Just how much the industry could benefit is illustrated by a forecast from American analysts Needham & Co that the market for lithium-based batteries could grow from less than a billion dollars next year to almost $US25 billion in 2015. Other analysts argue that high initial vehicle prices, limits on battery performance and constraints on rolling out recharging infrastructure present high hurdles for the EV business.

Here in Australia there is another driver for a shift to electric vehicles: the transport fuel trading deficit is officially forecast to rise from $16 billion a year now to $30 billion by 2015. Antony Cohen, chief financial officer of Better Place Australia, says the logical approach to the problem is to “stop using the stuff” rather than relying on accelerating other energy commodity exports to bridge the fuel gap and shifting to alternative sources of diesel.
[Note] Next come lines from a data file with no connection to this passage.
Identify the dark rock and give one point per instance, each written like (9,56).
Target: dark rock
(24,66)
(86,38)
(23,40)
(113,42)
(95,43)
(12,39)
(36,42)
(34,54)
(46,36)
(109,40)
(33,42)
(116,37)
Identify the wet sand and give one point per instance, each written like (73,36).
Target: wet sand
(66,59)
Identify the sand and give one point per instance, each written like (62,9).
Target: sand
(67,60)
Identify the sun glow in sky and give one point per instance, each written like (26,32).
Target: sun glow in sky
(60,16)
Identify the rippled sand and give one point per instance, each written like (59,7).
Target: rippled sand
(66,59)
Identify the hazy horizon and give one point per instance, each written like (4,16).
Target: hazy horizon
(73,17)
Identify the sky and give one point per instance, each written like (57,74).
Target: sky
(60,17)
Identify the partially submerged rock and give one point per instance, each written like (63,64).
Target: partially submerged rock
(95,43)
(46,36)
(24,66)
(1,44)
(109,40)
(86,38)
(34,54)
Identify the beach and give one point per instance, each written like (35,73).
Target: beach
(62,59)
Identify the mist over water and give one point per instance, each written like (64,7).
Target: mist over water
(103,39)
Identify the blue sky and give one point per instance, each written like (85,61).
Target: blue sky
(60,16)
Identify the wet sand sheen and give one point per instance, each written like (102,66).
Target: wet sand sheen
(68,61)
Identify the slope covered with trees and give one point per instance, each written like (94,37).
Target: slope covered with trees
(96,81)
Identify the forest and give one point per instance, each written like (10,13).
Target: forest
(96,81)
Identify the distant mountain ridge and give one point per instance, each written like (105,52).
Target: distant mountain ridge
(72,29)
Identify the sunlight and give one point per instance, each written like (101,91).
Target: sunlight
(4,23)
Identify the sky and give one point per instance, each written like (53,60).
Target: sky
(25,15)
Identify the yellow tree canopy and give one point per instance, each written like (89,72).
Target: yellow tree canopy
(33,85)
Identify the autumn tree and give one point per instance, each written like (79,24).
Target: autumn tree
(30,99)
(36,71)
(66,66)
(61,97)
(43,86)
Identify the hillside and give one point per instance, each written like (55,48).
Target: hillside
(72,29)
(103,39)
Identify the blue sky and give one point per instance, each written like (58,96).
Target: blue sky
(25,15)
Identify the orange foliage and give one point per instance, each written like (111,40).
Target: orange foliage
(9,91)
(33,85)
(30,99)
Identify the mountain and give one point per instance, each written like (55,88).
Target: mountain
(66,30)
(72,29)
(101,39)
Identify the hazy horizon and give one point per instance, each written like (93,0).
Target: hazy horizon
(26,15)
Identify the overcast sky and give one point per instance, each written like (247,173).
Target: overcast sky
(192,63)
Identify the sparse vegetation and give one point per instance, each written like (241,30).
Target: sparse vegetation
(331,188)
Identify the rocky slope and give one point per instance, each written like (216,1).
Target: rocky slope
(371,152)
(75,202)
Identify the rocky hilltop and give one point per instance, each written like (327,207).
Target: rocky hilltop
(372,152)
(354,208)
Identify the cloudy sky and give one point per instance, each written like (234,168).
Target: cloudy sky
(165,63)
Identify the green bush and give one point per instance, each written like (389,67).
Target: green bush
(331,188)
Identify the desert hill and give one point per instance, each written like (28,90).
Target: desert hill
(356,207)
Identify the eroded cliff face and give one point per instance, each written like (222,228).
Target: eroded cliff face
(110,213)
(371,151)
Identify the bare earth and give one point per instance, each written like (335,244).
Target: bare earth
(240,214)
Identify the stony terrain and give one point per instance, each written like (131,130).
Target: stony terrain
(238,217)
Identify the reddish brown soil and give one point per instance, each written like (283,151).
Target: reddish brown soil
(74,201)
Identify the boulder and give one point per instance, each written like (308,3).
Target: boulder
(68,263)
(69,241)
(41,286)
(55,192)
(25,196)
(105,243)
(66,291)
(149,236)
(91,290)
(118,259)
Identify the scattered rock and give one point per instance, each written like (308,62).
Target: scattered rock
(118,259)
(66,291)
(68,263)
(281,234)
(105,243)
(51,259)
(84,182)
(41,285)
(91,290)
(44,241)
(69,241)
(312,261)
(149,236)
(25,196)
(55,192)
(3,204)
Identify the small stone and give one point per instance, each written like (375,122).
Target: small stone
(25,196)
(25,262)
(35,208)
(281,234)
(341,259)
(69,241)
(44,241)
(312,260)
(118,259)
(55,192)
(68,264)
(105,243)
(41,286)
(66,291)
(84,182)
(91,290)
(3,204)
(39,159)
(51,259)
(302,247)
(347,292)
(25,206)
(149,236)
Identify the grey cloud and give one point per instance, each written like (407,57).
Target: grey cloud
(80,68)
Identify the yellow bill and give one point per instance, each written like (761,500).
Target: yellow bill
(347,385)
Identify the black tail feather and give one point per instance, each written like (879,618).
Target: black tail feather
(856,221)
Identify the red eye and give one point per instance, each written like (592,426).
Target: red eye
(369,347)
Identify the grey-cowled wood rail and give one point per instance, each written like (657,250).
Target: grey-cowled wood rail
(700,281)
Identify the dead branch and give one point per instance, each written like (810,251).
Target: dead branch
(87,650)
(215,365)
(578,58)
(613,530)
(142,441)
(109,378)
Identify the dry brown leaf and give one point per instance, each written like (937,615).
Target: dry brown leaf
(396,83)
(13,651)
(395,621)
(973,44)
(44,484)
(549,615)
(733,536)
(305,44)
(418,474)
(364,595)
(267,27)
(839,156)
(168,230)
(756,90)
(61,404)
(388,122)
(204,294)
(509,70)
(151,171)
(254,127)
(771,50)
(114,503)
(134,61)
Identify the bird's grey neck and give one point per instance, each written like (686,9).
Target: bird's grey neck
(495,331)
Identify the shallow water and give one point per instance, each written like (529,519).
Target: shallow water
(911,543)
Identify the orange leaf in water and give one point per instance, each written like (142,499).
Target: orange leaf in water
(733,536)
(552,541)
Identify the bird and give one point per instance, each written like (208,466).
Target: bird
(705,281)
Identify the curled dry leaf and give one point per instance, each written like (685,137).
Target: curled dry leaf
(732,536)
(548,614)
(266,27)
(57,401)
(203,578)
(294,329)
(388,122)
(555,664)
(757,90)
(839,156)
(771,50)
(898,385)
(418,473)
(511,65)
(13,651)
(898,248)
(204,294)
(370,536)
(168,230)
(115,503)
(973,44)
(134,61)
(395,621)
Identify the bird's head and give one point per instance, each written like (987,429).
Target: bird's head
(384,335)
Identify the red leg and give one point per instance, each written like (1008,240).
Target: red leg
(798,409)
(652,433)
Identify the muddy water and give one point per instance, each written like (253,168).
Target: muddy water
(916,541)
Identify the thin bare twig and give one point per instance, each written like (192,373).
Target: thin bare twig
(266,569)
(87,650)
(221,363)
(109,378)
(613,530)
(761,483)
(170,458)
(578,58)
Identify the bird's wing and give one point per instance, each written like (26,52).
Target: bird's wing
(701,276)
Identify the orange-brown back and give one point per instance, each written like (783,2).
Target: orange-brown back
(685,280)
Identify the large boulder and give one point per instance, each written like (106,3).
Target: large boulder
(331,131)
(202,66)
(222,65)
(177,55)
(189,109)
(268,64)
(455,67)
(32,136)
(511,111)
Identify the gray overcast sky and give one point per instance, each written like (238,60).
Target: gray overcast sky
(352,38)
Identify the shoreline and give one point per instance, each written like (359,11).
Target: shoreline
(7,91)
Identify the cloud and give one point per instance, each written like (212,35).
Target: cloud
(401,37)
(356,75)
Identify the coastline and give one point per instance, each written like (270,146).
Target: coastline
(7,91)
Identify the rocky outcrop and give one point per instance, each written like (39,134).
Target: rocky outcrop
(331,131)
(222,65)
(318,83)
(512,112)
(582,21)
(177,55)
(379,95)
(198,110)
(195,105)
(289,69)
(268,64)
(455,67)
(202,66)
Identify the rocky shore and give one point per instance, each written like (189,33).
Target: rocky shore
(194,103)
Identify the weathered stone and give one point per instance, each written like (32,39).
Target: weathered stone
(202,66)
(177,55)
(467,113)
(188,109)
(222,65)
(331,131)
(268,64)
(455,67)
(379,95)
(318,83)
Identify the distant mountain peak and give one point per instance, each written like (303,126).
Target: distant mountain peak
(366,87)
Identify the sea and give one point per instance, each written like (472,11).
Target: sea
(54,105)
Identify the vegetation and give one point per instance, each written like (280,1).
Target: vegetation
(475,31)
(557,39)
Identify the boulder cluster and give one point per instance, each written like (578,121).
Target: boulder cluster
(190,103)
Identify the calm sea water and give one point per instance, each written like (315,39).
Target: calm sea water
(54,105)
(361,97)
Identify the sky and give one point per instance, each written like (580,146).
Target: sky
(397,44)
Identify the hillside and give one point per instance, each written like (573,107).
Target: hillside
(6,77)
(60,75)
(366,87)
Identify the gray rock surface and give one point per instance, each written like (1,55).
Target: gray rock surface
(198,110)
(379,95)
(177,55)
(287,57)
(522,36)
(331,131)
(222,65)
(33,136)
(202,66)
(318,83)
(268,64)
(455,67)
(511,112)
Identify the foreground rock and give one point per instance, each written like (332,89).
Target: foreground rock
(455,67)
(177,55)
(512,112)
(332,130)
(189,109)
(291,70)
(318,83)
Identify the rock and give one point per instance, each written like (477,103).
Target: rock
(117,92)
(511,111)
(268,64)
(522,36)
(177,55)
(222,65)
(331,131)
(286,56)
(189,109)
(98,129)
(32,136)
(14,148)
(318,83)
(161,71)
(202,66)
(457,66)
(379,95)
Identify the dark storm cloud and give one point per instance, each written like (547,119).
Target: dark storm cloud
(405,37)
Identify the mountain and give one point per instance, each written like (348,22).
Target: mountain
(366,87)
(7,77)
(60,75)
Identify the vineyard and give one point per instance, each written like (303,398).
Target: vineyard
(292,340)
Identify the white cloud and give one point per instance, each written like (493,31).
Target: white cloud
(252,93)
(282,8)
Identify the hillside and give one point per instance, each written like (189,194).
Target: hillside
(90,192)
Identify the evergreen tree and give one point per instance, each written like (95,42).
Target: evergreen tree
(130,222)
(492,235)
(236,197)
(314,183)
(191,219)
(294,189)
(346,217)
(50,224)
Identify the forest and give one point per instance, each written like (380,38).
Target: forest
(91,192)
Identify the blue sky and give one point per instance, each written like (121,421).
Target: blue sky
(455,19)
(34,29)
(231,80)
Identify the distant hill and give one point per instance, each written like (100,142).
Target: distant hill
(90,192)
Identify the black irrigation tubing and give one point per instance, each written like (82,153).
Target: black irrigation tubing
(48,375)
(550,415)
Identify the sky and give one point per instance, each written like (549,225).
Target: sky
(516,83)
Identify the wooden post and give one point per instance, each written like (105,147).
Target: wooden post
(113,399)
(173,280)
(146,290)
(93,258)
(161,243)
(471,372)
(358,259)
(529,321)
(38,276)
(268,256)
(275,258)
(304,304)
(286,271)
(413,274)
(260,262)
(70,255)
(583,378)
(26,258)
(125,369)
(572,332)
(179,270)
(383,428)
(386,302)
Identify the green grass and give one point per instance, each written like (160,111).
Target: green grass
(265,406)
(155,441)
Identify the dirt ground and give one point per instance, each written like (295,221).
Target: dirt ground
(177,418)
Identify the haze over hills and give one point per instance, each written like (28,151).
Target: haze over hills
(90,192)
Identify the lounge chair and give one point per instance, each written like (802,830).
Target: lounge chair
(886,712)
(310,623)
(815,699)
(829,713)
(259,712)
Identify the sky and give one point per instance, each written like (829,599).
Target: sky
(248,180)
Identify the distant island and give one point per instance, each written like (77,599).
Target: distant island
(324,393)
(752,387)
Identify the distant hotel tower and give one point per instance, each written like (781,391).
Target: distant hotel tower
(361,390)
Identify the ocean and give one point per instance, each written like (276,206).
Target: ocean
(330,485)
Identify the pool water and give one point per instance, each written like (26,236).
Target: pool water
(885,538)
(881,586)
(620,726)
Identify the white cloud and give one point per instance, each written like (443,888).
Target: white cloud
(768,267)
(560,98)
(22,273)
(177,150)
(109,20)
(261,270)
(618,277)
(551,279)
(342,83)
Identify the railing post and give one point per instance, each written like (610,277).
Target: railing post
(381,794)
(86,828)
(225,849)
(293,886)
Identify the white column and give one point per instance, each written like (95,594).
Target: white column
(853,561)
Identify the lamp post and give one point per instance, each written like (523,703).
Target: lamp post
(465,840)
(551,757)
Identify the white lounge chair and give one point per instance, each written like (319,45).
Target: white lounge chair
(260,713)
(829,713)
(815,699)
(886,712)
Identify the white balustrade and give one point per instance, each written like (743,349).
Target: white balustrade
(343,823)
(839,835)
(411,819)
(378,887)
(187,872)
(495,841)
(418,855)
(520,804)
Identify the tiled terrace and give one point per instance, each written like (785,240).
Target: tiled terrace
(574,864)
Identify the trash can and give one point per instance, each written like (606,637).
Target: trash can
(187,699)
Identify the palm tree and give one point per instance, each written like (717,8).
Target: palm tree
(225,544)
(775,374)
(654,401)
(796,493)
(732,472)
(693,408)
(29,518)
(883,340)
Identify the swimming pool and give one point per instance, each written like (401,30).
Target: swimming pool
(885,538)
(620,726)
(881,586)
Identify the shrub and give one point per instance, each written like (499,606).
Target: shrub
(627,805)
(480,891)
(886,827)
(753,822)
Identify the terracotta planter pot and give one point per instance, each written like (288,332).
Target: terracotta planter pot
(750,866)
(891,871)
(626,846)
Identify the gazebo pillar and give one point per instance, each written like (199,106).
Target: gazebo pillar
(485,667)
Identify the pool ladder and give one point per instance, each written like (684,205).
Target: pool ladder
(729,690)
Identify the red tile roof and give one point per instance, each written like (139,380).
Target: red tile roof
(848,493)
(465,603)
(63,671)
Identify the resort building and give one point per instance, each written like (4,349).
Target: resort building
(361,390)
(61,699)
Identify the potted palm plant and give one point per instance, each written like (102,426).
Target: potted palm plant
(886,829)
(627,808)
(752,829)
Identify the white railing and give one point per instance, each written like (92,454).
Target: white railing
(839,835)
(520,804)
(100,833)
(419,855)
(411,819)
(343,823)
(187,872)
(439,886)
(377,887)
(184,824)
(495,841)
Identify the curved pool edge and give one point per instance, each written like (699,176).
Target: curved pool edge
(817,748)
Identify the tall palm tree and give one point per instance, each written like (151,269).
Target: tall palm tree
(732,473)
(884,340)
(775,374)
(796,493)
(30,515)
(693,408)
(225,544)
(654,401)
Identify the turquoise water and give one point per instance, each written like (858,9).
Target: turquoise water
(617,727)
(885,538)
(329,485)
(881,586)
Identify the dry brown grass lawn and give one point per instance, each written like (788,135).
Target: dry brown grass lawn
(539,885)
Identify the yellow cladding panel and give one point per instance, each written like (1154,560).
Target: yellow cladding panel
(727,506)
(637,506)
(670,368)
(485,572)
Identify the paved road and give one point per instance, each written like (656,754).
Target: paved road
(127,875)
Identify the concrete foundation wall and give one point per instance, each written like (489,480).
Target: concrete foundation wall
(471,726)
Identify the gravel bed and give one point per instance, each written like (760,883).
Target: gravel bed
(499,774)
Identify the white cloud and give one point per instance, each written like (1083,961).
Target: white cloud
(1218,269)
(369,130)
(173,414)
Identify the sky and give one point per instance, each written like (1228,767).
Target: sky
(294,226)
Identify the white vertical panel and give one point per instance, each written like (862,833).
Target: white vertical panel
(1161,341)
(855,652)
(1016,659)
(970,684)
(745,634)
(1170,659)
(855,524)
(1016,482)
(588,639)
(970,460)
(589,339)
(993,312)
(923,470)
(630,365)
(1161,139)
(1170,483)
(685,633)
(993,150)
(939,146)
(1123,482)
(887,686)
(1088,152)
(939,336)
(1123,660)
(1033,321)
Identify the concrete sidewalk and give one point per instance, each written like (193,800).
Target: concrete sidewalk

EVs do not offer a quick fix, however. Cohen acknowledges that replacement of Australia’s 12 million passenger cars and light commercial vehicles will take 20 to 25 years, moving in to a higher gear mid-decade and mostly happening after 2020.

Cohen, previously KPMG’s leading energy consultant, sees an interesting nexus between the introduction of EVs and promotion of still-greater use of renewable energy in Australia. He estimates the 12 million vehicles will need about 36,000 gigawatt hours of electricity a year, equal to about 12 per cent of current power consumption. This, he suggests, could provide the impetus for a second-phase RET, coming between 2020 and 2030 (a time when the present scheme is designed to plateau at an initial 41,000 GWh).

What’s more, he points out, going down this road, using EV batteries for storage, teamed with a capability to manage the charging times through smart technology, could enable greater use of intermittent renewables in the generation mix rather than building, for example, more and more open-cycle peaking power gas turbines. (It is estimated that the current RET will require about 4,000 MW of open-cycle generation to be built this decade.)

“You get big emission reductions thrown in,” he tells me. “Probably about four tonnes of greenhouse gases per vehicle per year. And you don’t need a carbon charge, although imposing one on petrol obviously would accelerate EV adoption.”

Cohen has answers to the obvious barriers to this happening – such as consumer refuelling convenience and the capacity of the power grid to cope with mass recharging. Better Place, he says, will install charge spots and battery switch stations. Refuelling will be more convenient than finding a service station to buy petrol.

“Provision of a service that includes charge spots at homes and work places and battery switch stations as well as all of the renewable energy for a monthly fee,” he argues, “will ensure that the trade-off between capital costs and recurrent costs will not be an issue.”

Peak power problems will be avoided by smart systems that will recharge near-empty vehicles at once but delay supply to, say, three-quarters charged ones to times when overall demand is low.

2 comments

Bob Wallace   says 4:21 AM

Here in the US about half of all miles driven are done using cars that are five year old or newer.

While it might take decades to convert 80%+ US cars to EVs it won't take decades to move the majority of miles to EV.

Same down where you guys live?

I haven't seen any numbers but that would seem reasonable.

As the country has got wealthier the car fleet seems to have turned over more rapidly - lots more new cars (as a percentage) around now than when i was a kid.